If the centroid of the ∆ABC is at (3,2,1)then the equation of the plane is :
•  x+2y+3z=9
•  2x-3y-6z=18
•  2x+3y+6z=18
•  2x+y+6z=18
Solution
(c) Equation of plane is

x/a+y/b+z/c=1

Also,3=(a+0+0)/3

⟹a=9 and similarly b=6 and c=3

∴ Equation of required plane is

x/9+y/6+z/3=1

⟹2x+3y+6z=18

Q2.A line with direction ratios proportional to 2, 1, 2 meets each of the lines x=y+a=z and x+a=2y=2z.

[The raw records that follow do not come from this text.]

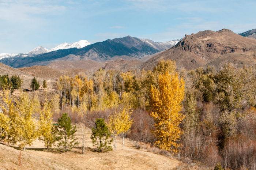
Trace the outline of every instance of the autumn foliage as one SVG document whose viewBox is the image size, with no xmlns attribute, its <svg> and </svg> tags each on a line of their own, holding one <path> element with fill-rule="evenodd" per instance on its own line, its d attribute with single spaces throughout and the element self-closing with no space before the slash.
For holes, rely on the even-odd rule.
<svg viewBox="0 0 256 170">
<path fill-rule="evenodd" d="M 171 75 L 167 72 L 159 75 L 158 82 L 158 88 L 151 86 L 150 100 L 151 115 L 155 120 L 155 144 L 161 149 L 177 152 L 182 134 L 179 125 L 184 117 L 181 113 L 184 82 L 179 79 L 177 73 Z"/>
</svg>

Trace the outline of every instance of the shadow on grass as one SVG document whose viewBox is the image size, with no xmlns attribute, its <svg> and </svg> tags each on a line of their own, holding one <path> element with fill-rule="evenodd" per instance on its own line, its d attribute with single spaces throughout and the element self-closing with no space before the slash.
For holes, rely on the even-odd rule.
<svg viewBox="0 0 256 170">
<path fill-rule="evenodd" d="M 1 144 L 4 145 L 5 145 L 7 146 L 8 146 L 9 147 L 11 147 L 14 149 L 15 149 L 16 150 L 22 150 L 23 151 L 23 148 L 20 148 L 19 147 L 17 146 L 12 146 L 11 145 L 9 145 L 8 146 L 8 144 L 3 143 L 1 142 L 0 142 L 0 144 Z M 79 151 L 78 151 L 77 150 L 68 150 L 67 151 L 67 152 L 73 152 L 74 153 L 76 153 L 77 154 L 82 154 L 82 150 L 81 149 L 81 147 L 74 147 L 74 148 L 75 149 L 76 149 L 76 150 L 79 150 Z M 46 152 L 48 152 L 47 151 L 47 148 L 31 148 L 31 147 L 26 147 L 26 150 L 34 150 L 34 151 L 44 151 Z M 86 152 L 86 151 L 90 151 L 93 152 L 98 152 L 98 153 L 101 153 L 101 152 L 98 152 L 95 148 L 90 148 L 89 147 L 86 147 L 84 151 L 85 152 Z M 50 152 L 52 153 L 59 153 L 59 154 L 62 154 L 62 153 L 66 153 L 67 152 L 65 152 L 63 151 L 63 150 L 62 150 L 61 148 L 49 148 L 49 151 L 48 151 L 49 152 Z M 104 153 L 104 152 L 102 152 Z"/>
</svg>

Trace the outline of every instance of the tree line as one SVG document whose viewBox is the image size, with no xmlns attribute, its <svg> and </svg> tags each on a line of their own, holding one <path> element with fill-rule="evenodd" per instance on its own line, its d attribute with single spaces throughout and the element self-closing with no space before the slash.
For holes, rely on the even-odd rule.
<svg viewBox="0 0 256 170">
<path fill-rule="evenodd" d="M 128 136 L 210 166 L 255 167 L 255 67 L 187 71 L 161 61 L 152 71 L 62 76 L 56 87 L 49 119 L 67 113 L 71 122 L 91 128 L 99 151 L 112 143 L 115 150 L 117 137 Z"/>
</svg>

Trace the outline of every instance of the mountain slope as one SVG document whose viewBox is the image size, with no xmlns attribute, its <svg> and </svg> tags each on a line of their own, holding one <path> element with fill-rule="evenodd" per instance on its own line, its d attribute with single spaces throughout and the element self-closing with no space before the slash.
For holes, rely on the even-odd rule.
<svg viewBox="0 0 256 170">
<path fill-rule="evenodd" d="M 51 48 L 50 51 L 56 51 L 58 50 L 68 49 L 71 48 L 81 48 L 90 44 L 91 43 L 88 42 L 87 40 L 80 40 L 71 44 L 64 42 L 57 45 L 55 47 Z"/>
<path fill-rule="evenodd" d="M 246 37 L 256 38 L 256 29 L 251 30 L 239 34 L 240 35 Z"/>
<path fill-rule="evenodd" d="M 8 58 L 14 57 L 18 54 L 14 53 L 0 53 L 0 60 L 4 58 Z"/>
<path fill-rule="evenodd" d="M 59 50 L 33 57 L 4 58 L 0 60 L 0 62 L 17 68 L 31 66 L 71 54 L 78 56 L 80 60 L 102 61 L 117 56 L 141 58 L 145 55 L 150 55 L 159 51 L 139 39 L 128 36 L 97 42 L 81 49 L 72 48 Z"/>
<path fill-rule="evenodd" d="M 39 46 L 26 53 L 19 54 L 1 53 L 0 54 L 0 60 L 4 58 L 33 57 L 39 54 L 49 53 L 59 49 L 68 49 L 71 48 L 81 48 L 90 44 L 90 43 L 87 40 L 82 40 L 70 44 L 64 42 L 55 47 L 51 48 L 50 50 Z"/>
<path fill-rule="evenodd" d="M 142 68 L 151 69 L 159 60 L 169 59 L 176 61 L 179 67 L 192 69 L 203 67 L 218 57 L 218 63 L 224 61 L 227 58 L 222 57 L 230 53 L 247 53 L 251 55 L 249 52 L 255 49 L 256 39 L 244 37 L 226 29 L 216 32 L 208 30 L 186 35 L 175 46 L 146 61 Z M 256 63 L 255 57 L 249 63 L 247 64 Z"/>
</svg>

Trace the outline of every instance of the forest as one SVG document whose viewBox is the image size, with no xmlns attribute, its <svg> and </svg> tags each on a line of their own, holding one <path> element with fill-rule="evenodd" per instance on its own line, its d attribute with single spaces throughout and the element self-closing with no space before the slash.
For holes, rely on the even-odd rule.
<svg viewBox="0 0 256 170">
<path fill-rule="evenodd" d="M 100 152 L 115 151 L 120 137 L 123 147 L 128 138 L 215 169 L 256 169 L 255 67 L 188 71 L 162 60 L 152 71 L 101 68 L 60 77 L 42 100 L 21 90 L 12 95 L 21 83 L 0 77 L 0 140 L 8 145 L 25 150 L 38 138 L 66 151 L 78 144 L 74 125 L 82 123 Z"/>
</svg>

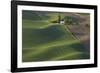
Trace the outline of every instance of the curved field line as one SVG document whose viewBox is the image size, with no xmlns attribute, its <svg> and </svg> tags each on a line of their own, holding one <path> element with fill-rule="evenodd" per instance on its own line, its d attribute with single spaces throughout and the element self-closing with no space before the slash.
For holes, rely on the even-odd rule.
<svg viewBox="0 0 100 73">
<path fill-rule="evenodd" d="M 67 43 L 60 43 L 60 44 L 57 44 L 57 45 L 51 45 L 51 46 L 47 46 L 47 47 L 45 47 L 45 46 L 43 46 L 43 47 L 37 47 L 37 48 L 41 48 L 41 49 L 39 49 L 39 50 L 37 50 L 37 51 L 35 51 L 34 53 L 31 53 L 32 52 L 32 50 L 31 50 L 31 52 L 30 53 L 28 53 L 28 54 L 26 54 L 26 55 L 24 55 L 25 57 L 30 57 L 31 55 L 32 56 L 36 56 L 36 55 L 38 55 L 38 54 L 40 54 L 40 53 L 43 53 L 43 52 L 45 52 L 45 51 L 47 51 L 47 50 L 49 50 L 49 49 L 51 49 L 51 48 L 53 48 L 53 47 L 58 47 L 58 46 L 63 46 L 63 45 L 70 45 L 70 44 L 74 44 L 74 43 L 77 43 L 77 41 L 72 41 L 72 42 L 67 42 Z"/>
<path fill-rule="evenodd" d="M 71 57 L 71 56 L 75 56 L 75 55 L 79 55 L 79 54 L 83 54 L 83 52 L 74 52 L 74 53 L 69 53 L 69 54 L 63 54 L 62 56 L 59 56 L 59 57 L 53 57 L 50 60 L 60 60 L 65 57 Z"/>
</svg>

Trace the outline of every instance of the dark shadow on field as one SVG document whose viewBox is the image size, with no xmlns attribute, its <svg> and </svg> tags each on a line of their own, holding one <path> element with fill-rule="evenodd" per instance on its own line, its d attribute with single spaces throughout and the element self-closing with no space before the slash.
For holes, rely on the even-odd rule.
<svg viewBox="0 0 100 73">
<path fill-rule="evenodd" d="M 33 61 L 56 61 L 56 57 L 63 57 L 59 60 L 79 60 L 79 59 L 90 59 L 89 51 L 81 44 L 81 43 L 74 43 L 70 45 L 63 45 L 63 46 L 55 46 L 47 48 L 42 53 L 37 55 L 31 55 L 27 60 L 24 62 L 33 62 Z M 80 52 L 80 54 L 73 55 L 68 57 L 68 54 Z"/>
<path fill-rule="evenodd" d="M 44 29 L 23 28 L 23 47 L 26 48 L 55 41 L 66 34 L 62 30 L 58 25 Z"/>
</svg>

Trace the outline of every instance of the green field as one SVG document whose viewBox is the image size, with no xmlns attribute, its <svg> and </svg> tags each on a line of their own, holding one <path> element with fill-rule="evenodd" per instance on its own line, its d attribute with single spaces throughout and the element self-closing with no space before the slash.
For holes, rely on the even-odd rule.
<svg viewBox="0 0 100 73">
<path fill-rule="evenodd" d="M 58 13 L 23 11 L 22 61 L 89 59 L 89 52 L 65 25 L 51 23 Z"/>
</svg>

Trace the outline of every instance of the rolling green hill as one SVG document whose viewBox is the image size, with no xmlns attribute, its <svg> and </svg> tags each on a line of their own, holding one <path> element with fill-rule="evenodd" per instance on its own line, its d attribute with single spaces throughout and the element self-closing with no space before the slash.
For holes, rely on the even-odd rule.
<svg viewBox="0 0 100 73">
<path fill-rule="evenodd" d="M 37 13 L 37 12 L 36 12 Z M 48 14 L 48 15 L 47 15 Z M 22 60 L 23 62 L 56 61 L 88 59 L 87 49 L 77 40 L 65 25 L 53 24 L 49 20 L 53 15 L 40 13 L 40 17 L 33 13 L 32 17 L 25 14 L 22 26 Z M 54 19 L 56 18 L 54 15 Z M 30 19 L 30 17 L 32 19 Z M 34 21 L 34 19 L 36 21 Z"/>
</svg>

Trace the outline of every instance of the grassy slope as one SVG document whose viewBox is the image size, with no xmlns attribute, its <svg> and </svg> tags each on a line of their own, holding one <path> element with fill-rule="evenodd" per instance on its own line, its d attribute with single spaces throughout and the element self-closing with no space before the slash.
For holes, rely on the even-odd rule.
<svg viewBox="0 0 100 73">
<path fill-rule="evenodd" d="M 63 25 L 26 19 L 22 53 L 24 62 L 89 58 L 84 46 Z"/>
</svg>

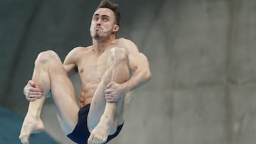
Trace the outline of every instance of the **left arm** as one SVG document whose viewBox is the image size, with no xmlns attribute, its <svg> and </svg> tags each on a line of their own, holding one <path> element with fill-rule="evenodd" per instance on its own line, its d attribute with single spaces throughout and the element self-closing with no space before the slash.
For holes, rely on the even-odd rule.
<svg viewBox="0 0 256 144">
<path fill-rule="evenodd" d="M 130 79 L 124 83 L 117 84 L 114 82 L 110 82 L 105 90 L 106 96 L 116 96 L 112 100 L 107 100 L 108 102 L 118 101 L 122 94 L 126 94 L 129 91 L 134 90 L 138 87 L 145 84 L 151 77 L 149 70 L 149 61 L 146 57 L 139 52 L 138 48 L 132 41 L 122 38 L 117 43 L 119 47 L 124 48 L 128 51 L 129 68 L 132 70 L 132 74 Z"/>
</svg>

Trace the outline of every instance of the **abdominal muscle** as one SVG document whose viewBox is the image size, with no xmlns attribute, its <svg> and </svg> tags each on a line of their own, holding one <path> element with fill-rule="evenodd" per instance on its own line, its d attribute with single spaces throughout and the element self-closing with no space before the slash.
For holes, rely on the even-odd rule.
<svg viewBox="0 0 256 144">
<path fill-rule="evenodd" d="M 80 97 L 80 107 L 82 108 L 92 102 L 92 96 L 98 84 L 82 84 Z"/>
</svg>

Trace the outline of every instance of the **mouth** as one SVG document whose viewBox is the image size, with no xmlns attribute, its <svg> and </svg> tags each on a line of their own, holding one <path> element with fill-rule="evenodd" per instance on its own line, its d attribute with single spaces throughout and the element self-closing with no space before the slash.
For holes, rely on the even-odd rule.
<svg viewBox="0 0 256 144">
<path fill-rule="evenodd" d="M 94 29 L 100 30 L 100 29 L 102 29 L 102 28 L 100 28 L 100 26 L 95 26 Z"/>
</svg>

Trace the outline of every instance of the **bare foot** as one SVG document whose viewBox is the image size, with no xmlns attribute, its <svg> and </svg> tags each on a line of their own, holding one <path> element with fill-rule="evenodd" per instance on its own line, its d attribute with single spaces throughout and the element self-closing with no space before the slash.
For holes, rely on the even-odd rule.
<svg viewBox="0 0 256 144">
<path fill-rule="evenodd" d="M 22 124 L 19 139 L 23 144 L 29 144 L 28 138 L 32 133 L 40 133 L 44 129 L 44 126 L 40 118 L 26 116 Z"/>
<path fill-rule="evenodd" d="M 113 121 L 102 119 L 92 131 L 88 138 L 88 144 L 105 143 L 110 134 L 110 126 L 112 123 Z"/>
</svg>

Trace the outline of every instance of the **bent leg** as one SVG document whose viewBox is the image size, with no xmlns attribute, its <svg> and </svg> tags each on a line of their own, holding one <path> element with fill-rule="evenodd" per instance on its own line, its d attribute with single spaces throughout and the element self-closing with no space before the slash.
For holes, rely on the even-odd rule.
<svg viewBox="0 0 256 144">
<path fill-rule="evenodd" d="M 110 50 L 107 70 L 92 97 L 88 114 L 87 126 L 91 131 L 88 142 L 105 143 L 108 135 L 114 134 L 117 126 L 123 123 L 125 96 L 121 96 L 117 102 L 109 103 L 106 102 L 104 91 L 111 82 L 120 84 L 128 80 L 128 62 L 127 52 L 124 48 L 114 48 Z"/>
<path fill-rule="evenodd" d="M 78 121 L 79 107 L 74 88 L 57 54 L 46 51 L 38 55 L 32 80 L 44 96 L 51 90 L 60 126 L 65 133 L 72 132 Z M 30 134 L 43 130 L 40 115 L 45 99 L 46 96 L 43 96 L 29 102 L 19 136 L 22 143 L 28 143 Z"/>
</svg>

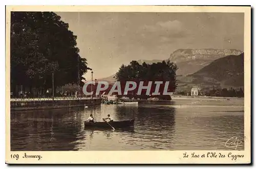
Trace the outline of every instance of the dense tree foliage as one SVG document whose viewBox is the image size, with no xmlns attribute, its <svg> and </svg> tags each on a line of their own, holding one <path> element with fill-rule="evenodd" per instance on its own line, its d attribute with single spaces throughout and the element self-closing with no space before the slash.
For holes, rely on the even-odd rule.
<svg viewBox="0 0 256 169">
<path fill-rule="evenodd" d="M 124 83 L 129 81 L 137 82 L 140 81 L 168 81 L 169 84 L 167 91 L 173 92 L 175 91 L 177 87 L 176 70 L 177 69 L 177 65 L 169 61 L 153 63 L 152 64 L 146 64 L 145 62 L 140 64 L 137 61 L 132 61 L 127 66 L 122 65 L 116 74 L 115 78 L 117 81 Z M 161 86 L 160 90 L 162 90 L 163 87 L 163 85 Z M 128 94 L 130 95 L 129 96 L 130 98 L 147 98 L 148 96 L 145 96 L 145 91 L 144 90 L 144 92 L 142 91 L 140 96 L 135 95 L 134 92 Z M 161 97 L 164 98 L 163 96 Z"/>
<path fill-rule="evenodd" d="M 53 12 L 13 12 L 11 16 L 11 86 L 55 87 L 79 83 L 88 69 L 79 56 L 77 37 Z M 79 72 L 79 76 L 78 76 Z"/>
</svg>

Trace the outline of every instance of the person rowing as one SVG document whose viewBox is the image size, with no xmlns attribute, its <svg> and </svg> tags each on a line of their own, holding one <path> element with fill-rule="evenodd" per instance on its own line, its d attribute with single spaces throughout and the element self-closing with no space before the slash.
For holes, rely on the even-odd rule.
<svg viewBox="0 0 256 169">
<path fill-rule="evenodd" d="M 113 119 L 110 116 L 110 114 L 108 114 L 107 118 L 103 118 L 102 119 L 105 121 L 106 119 L 108 120 L 108 122 L 113 122 Z"/>
<path fill-rule="evenodd" d="M 87 121 L 88 121 L 89 122 L 94 122 L 94 118 L 93 117 L 92 114 L 90 115 L 90 117 L 87 119 Z"/>
</svg>

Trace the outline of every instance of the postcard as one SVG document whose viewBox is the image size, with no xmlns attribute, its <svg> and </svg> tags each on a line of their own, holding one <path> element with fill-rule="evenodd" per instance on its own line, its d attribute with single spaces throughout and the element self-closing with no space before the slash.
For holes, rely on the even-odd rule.
<svg viewBox="0 0 256 169">
<path fill-rule="evenodd" d="M 6 6 L 6 163 L 251 163 L 251 7 Z"/>
</svg>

The coordinates of the points of intersection are given by :
•  (3a,3a,3a),(a,a,a)
•  (3a,2a,3a),(a,a,a)
•  (3a,2a,3a),(a,a,2a)
•  (2a,3a,3a),(2a,a,a)
Solution
(b) Let the equation of line AB be

(x-0)/1=(y+a)/1=(z-0)/1=k [say]

∴ Coordinate of E are (k,k-a,k).

Also, the equation of the other line CD is

(x+a)/2=(y-0)/1=(z-0)/1=λ [say]

∴ Coordinates of F are (2λ-a,λ,λ)

Direction ratio of FE are {(k-2λ+a),(k-λ-a),(k-λ)}

∴ (k-2λ+a)/2=(k-λ-a)/1=(k-λ)/2

From Ist and IInd terms,

k-2λ+a=2k-2λ-2a

⟹k=3a

From IInd and IIIrd terms,

2k-2λ-2a=k-λ

⟹ λ=k-2a=3a-2a

⟹ λ=a

∴ Coordinate of E=(3a,2a,3a) and coordinate of F=(a,a,a)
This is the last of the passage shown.